Carol White says Janni offered her the choice of Roy Harper or Tony Joe White for the lead and selected Harper because Tony White had the same surname. "One White was enough for any billing," she wrote.

The director was John Mackenzie who had been Ken Loach's floor manager on the television plays Cathy Come Home and Up the Junction which had both starred White; Mackenzie had also just made his feature film directorial debut with Unman, Wittering and Zigo.

White wrote when she met Harper "he was obnoxious, self-opinionated and he seemed to be trying too hard to be eccentric. He acted like an overgrown hippie still longing for Woodstock, and though he preached a philosophy of universal tolerance, he didn’t extend that to the people within immediate reach of his tongue." However as they got to know each other more the relationship improved and the two had a short affair during the making of the movie. White also had affairs with Tony Ciacci and Oliver Reed.

Filming took place in September 1971 in Brighton and London.

Writer Howard Barker called the movie "a disastrous and painful experience which exposed to me the commercial degradation of the industry here, as far as the studios are concerned."

==Soundtrack==
The film featured excerpts from Harper's songs "The Lord's Prayer", a live excerpt from "Highway Blues", a live session of "Little Lady" and "Bank of the Dead" (a.k.a. "The Social Casualty" and "Valerie's Song") sung with alternative lyrics.

Some of the dialogue from a scene in the film is featured as a sample in the beginning of Saint Etienne's 1993 song Hobart Paving.

==Reception==
The Daily Telegraph wrote the film "seemed to me a too obviously contrived illustration of the plight of a London working girl." The Evening Standard felt "half the territory has already been worked over too thoroughly in earlier films like Poor Cow" but felt Roy Harper's character was "fresh".

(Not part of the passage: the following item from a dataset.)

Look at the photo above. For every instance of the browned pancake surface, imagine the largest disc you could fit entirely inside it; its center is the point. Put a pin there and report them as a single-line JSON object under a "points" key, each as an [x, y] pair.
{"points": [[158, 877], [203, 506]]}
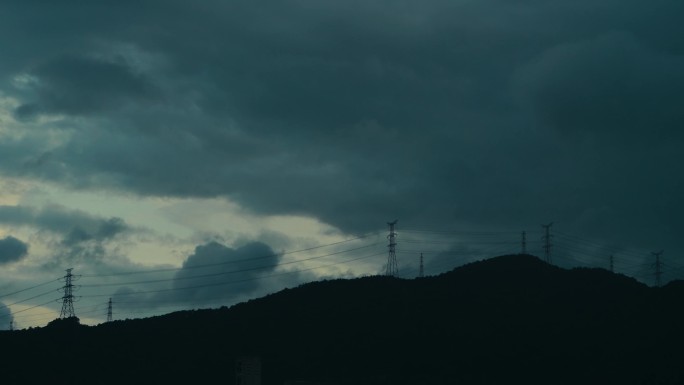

The Guardian called it "one of those awfully sincere British social commentaries that is so pinioned by cliche that most of the worthwhile things it tries to say are drowned in a sea of mediocrity."

The Monthly Film Bulletin wrote: "Attempting to invest social problems with personal immediacy, Made unfortunately short-circuits any possible sympathy by the jejune air of its drama. Its people never seem too far removed from statistics, or at least the conventional assumptions that can be drawn from statistics, while their dramatic environment seems to have been put together from the worst clichés of the old Free Cinema movement. The strains of the hymn "Jerusalem", and the switches in mood from brief moments of circumscribed happiness to the abrupt retribution of crushing guilts, sum up the atmosphere of the film with almost nostalgic banality, leaving the characters hopelessly stranded between outworn conventions and the static distortions of thumbnail sketches from a social worker's casebook."

Variety wrote: "Virtually downbeat all the way, with few if any smiles granted a hangdog Miss White, pic is burdened by unhappy dialogue, a cluttered script into which too many thematics are superficially cramped, and a disjointed construction which jumps around from one predictable development to another."

Sight and Sound wrote "Sociological pertinence and melodramatic decline and fall offset one another to poor advantage."

According to academic Paul Moody, "The film has dated badly, but the theme, of Valerie being buffeted by the various egotistic and selfish men in her life, is an interesting one, and is unusual for British cinema of the period."

Filmink called it "sort of imitation Ken Loach but is absolutely worth watching."